Work meant to increase Net capacity causes a three-hour slowdown, especially for those trying to connect to West Coast Web sites.
A construction mishap affected MAE-West, one of the key exchange points for Internet backbone providers. Ironically, the facility is being expanded to help circumvent such outages, said Linda Laughlin, a spokeswoman for WorldCom, which is under government contract to run MAE-West.
In addition, the delay was exacerbated by extraordinarily heavy traffic going to NASA servers to check out the Mars space mission, she said.
Backbone Internet providers route requests and information through about a half-dozen network access points (NAPs). When one has a problem, it can affect the entire Internet. In this case, providers reported problems concentrating on the West Coast.
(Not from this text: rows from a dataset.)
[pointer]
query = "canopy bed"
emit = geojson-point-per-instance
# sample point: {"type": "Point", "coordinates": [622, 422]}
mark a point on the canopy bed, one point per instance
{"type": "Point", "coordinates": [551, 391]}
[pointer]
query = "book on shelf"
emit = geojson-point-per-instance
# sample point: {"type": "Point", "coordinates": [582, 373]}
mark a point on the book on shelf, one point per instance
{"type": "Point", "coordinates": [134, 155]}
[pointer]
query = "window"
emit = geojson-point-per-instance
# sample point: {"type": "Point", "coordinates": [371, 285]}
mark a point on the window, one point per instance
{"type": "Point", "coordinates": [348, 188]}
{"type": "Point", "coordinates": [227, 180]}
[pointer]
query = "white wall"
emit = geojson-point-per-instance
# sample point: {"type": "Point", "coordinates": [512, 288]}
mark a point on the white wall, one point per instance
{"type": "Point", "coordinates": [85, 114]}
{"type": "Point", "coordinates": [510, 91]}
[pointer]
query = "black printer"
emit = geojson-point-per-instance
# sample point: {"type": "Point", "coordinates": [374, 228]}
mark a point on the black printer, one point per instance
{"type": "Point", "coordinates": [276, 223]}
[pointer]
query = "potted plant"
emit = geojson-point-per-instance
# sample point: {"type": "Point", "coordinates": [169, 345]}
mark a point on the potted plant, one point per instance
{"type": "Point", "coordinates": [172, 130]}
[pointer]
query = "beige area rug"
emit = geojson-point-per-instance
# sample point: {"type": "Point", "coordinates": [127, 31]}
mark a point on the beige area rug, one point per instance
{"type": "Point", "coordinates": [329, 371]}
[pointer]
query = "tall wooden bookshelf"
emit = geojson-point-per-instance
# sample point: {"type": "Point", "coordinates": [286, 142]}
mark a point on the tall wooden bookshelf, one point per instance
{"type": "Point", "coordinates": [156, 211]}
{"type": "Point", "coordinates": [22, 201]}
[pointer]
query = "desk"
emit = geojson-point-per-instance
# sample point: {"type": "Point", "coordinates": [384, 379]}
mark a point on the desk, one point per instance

The trouble started at about 7:30 a.m. PT when the electricity was cut off at one of MAE-West's three switches during a construction accident, Laughlin said. Engineers immediately began reconfiguring the Gigaswitch, she added, and all power was restored by 10:20 a.m.
"It would have affected any network access provider that would be sending traffic into the MAE-West to hand it off," Laughlin said. That's a lot of providers.
Laughlin noted that the expansion at the San Jose, California, facility is being done in direct response to the Net's intense growth. "We need to expand the site so we can have more power supply along with more backup power and make it larger."